The Revolutionary War battle that Cornwell writes about in THE FORT is an obscure one, whose most famous participants (as Cornwell notes) are better known for their appearance in heroic poetry related to other conflicts. The action takes place in Maine, near an obscure settlement with a tongue-twisting Indian name, a short ways up the Penobscot River. The British are building a fort there, which will serve as a base for the Royal Navy to harass rebel shipping in and out of Boston. The Americans respond by sending an expedition to kill or capture the veteran British regiments, and that’s where the trouble starts.

Because it’s difficult moving overland through the rocky and thickly forested terrain of the Maine coast, the troops have to be sent by water. And since the threat posed by these particular British regiments is mainly to Boston’s commerce, and not to the Continental Army itself, the troops that are available are green Massachusetts militiamen. This requires a great deal of coordination between the Continental Navy ships that are carrying and supporting the militia and the citizen-soldiers who make it up. That did not happen, and Cornwell glories in comparing the petty and small-minded rivalry between the army and navy — as well as between the militia’s army and artillery — with the stiff-upper-lip professionalism of the British.

In your typical Bernard Cornwell novel, what happens when you get a situation like this is that the hero — tough-minded, highly skilled, incapable of suffering fools — takes charge and slices through the enemy lines like a rolling ball of butcher knives. This is not a typical Cornwell novel. The biggest hero on the American side is Paul Revere, later to get eternal fame in Longfellow’s poem, and Cornwell paints him as shallow, vain and ineffectual. His counterpart in fame on the British side is Lieutenant John Moore, who will later become a General whose death in Spain fighting Napoleon will be recorded by the poet Charles Wolfe (and by Cornwell in his Richard Sharpe series).

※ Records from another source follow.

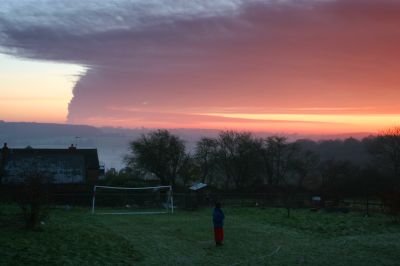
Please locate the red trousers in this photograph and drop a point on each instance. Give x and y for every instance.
(219, 235)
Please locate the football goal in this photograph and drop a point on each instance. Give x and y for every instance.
(132, 200)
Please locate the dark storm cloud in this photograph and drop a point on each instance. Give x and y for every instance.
(166, 57)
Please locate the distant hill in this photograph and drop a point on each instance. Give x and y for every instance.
(112, 143)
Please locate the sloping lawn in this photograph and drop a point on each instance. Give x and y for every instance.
(252, 237)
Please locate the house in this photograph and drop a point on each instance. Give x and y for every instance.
(64, 166)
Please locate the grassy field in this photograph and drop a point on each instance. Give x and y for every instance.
(252, 237)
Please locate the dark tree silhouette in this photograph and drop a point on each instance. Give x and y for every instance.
(277, 155)
(159, 153)
(206, 158)
(239, 154)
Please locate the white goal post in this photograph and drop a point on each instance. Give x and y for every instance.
(132, 200)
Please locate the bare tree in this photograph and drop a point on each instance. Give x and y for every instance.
(386, 148)
(159, 153)
(239, 154)
(277, 155)
(206, 156)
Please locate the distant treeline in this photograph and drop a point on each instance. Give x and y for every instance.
(241, 161)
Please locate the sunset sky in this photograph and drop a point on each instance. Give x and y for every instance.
(298, 66)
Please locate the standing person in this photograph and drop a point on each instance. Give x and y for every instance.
(218, 221)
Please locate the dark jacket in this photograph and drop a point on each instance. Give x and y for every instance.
(218, 218)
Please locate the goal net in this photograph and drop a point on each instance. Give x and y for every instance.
(132, 200)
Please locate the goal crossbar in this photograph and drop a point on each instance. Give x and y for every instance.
(134, 188)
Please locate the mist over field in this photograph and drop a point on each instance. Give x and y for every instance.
(112, 143)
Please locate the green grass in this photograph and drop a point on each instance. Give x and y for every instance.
(252, 237)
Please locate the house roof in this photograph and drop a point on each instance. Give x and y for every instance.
(90, 156)
(64, 165)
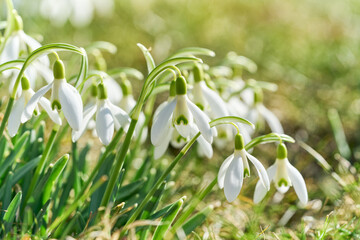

Moore is more in the cut of Cornwell’s heroes, but here he is just a young lieutenant getting his first taste of battle.

It is the nature of this particular battle, unfortunately, that it is attended with unimportant political issues, petty rivalries, and unproductive councils of war. What action there is tends to be short and sharp, illuminated by Cornwell’s thorough knowledge of the era’s weapons and tactics, and enlivened by blood and gore sufficient enough for any armchair warrior.

THE FORT will please Cornwell’s loyal readers, as well as fans of Revolutionary-era historical fiction. But there are drawbacks, prominent among them Cornwell’s insistence on giving minor fictional characters names that start with the letter F — a tactic that is more annoying than helpful. The non-military characters, particularly the American Loyalist refugees, aren’t drawn with a great degree of subtlety. And the battle itself is so obscure that one wonders why Cornwell was drawn to the subject matter. But given his prolific and honorable career, no one can fault him for writing about a forgotten piece of history that interests him deeply. THE FORT is an outstanding effort by a master of the genre.